PDFの内容をExcelへ移す作業は自動化できる?

表形式PDF、請求書PDF、スキャン画像など、PDFからExcelへ転記する作業を自動化できる範囲と、難しくなる条件を整理します。

PDFからExcelへ移す作業は、すべて同じ難しさではありません。文字と表構造を持つPDFと、紙をスキャンした画像PDFでは、読み取り方法が変わります。

まず数件を試し、列がどの程度正しく取れるか、読み取り後に何を照合するかを決めてから、全件処理へ広げます。

先に結論

罫線がはっきりした表形式PDFは、Power QueryのPDFコネクタなどで取り込める場合があります。画像PDFやレイアウトが毎回違う帳票は、OCRや個別補正が必要になり、完全自動化より確認作業の削減を目標にします。

この作業は自動化候補です

次の項目が多いほど、手作業をそのまま続けるより、自動化の効果が出やすくなります。

  • 同じ発行元のPDFが毎月届く
  • PDF内の表の位置と項目がほぼ同じ
  • 数十件以上を手入力している
  • 読み取り後に金額や件数を照合できる
  • 誤読があっても確認対象として一覧にできる

作業を三つに分けて考える

  1. 1
    PDFの種類を分ける

    文字PDFか画像PDFか、発行元ごとに分類します。

  2. 2
    必要項目だけ取り出す

    全文ではなく、日付、番号、金額など対象を絞ります。

  3. 3
    照合して確定する

    合計、件数、必須項目の欠損を確認します。

向いている方法の考え方

Power QueryにはPDFコネクタがありますが、すべてのPDFがきれいな表として読み取れるわけではありません。ページ内の表構造や製品・環境によって結果が変わるため、サンプル確認が必須です。

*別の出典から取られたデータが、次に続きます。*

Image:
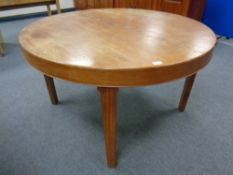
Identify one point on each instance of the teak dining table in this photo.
(115, 48)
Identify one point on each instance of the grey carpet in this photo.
(37, 138)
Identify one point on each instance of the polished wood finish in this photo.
(1, 45)
(186, 92)
(113, 48)
(135, 50)
(109, 108)
(191, 8)
(51, 89)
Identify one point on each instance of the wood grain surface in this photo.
(117, 47)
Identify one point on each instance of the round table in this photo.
(113, 48)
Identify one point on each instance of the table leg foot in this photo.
(51, 89)
(109, 102)
(186, 92)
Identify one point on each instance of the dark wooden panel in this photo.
(191, 8)
(144, 4)
(80, 4)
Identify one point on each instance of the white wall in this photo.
(64, 5)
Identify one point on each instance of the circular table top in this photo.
(117, 47)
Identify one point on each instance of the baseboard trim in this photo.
(31, 15)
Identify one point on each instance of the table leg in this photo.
(1, 45)
(186, 92)
(51, 89)
(109, 104)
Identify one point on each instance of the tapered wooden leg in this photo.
(1, 45)
(186, 92)
(49, 10)
(109, 104)
(58, 6)
(51, 89)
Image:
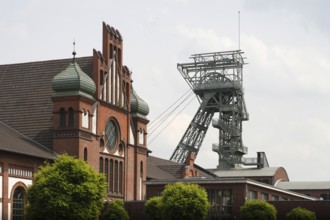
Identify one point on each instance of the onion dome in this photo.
(73, 81)
(139, 108)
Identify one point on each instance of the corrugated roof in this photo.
(25, 96)
(304, 185)
(15, 142)
(161, 169)
(245, 172)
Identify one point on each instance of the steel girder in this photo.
(217, 80)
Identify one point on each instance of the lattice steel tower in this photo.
(217, 80)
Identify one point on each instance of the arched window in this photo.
(324, 196)
(111, 134)
(85, 154)
(101, 165)
(141, 179)
(62, 117)
(111, 176)
(116, 177)
(106, 168)
(18, 203)
(141, 137)
(121, 177)
(85, 119)
(71, 120)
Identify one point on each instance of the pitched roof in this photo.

紙をスキャンしただけのPDFは、まず画像から文字を読む処理が必要です。手書き、傾き、薄い文字、複雑な帳票は誤読が増えるため、読み取り結果をそのまま確定データにしない設計が安全です。

候補向いている場面注意点
Power Query文字と表構造を持つPDF表として認識されないページがある
OCR連携画像PDF、スキャン帳票誤読確認とサービス選定が必要
手作業+確認表様式が少量・頻繁に変わる全部自動化しない方が安い場合がある

相談前にそろえるもの

完成形を細かく設計する必要はありません。今の作業が再現できる材料をそろえる方が重要です。

  • 発行元ごとのPDFサンプルを各3〜5件
  • 正しく入力したExcelの見本
  • 必須項目と、なくてもよい項目
  • 金額合計や件数の照合方法
  • 個人情報を削除したテスト用PDF

専門家へ頼んだ方がよい目安

  • 毎月数百ページを転記している
  • 発行元ごとに帳票が違う
  • 誤読時に請求や支払いへ影響する
  • PDFの保管、改名、処理済み移動まで必要

よくある失敗

  • 一つのPDFだけで精度を判断する
  • 読み取れなかった行を無視する
  • 元PDFと結果をたどれる番号を残さない
  • 個人情報を含む原本を公開の相談欄へ添付する

よくある疑問

スキャンPDFでもExcelへ移せますか?

OCRを使えば可能な場合がありますが、文字PDFより誤読が増えます。読み取り後の確認を前提に、対象項目を絞ると現実的です。

Power Queryだけで全部できますか?

表として認識されるPDFなら取り込める場合があります。画像PDF、複雑な帳票、複数様式への対応は別の方法が必要です。

100%正確にできますか?

元PDFの品質や形式に左右されるため、100%を前提にしない方が安全です。必須項目の欠損や合計不一致を検出し、人が確認する流れを組みます。